Teijo Munnich

‘In order to awaken to the truth of life and reality, we first have to become free of our self-imposed restrictions, the delusions which cause us to adhere to the belief that there is something to depend upon that is lasting and that our life is in some way unique. Recognizing impermanence, we are aware of the infinite possibilities that are always present in life, rather than being stuck in our perceptions of what is possible. Being aware of interconnectedness, we naturally experience the support of everything in life. That is what we awaken to and return to in zazen. And this is called jijuyu zanmai.’ (Receiving the Marrow)

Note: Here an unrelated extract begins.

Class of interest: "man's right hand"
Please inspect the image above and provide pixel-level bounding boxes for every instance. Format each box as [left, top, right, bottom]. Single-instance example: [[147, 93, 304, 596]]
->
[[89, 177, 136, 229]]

Jijuyu zanmai is not an easy thing to translate. When I was first at Zen Center, we titled the chant that was excerpted from Dogen’s Bendowa as Self-fulfilling Samadhi. This became Self-Receiving and -Employing Samadhi in the consensus version of the chant book, but that still doesn’t make it comprehensible to most people. Recently I have been calling it a virtuous feedback loop, whereby our zazen, our practice-enlightenment, informs and benefits the universe, and the universe informs and benefits our zazen and our practice-enlightenment. Teijo Munnich, in her commentary on the Bendowa, speaks of it as ‘Samadhi of Self receiving or accepting its function’ – and the paragraph I have quoted demonstrates how we do this.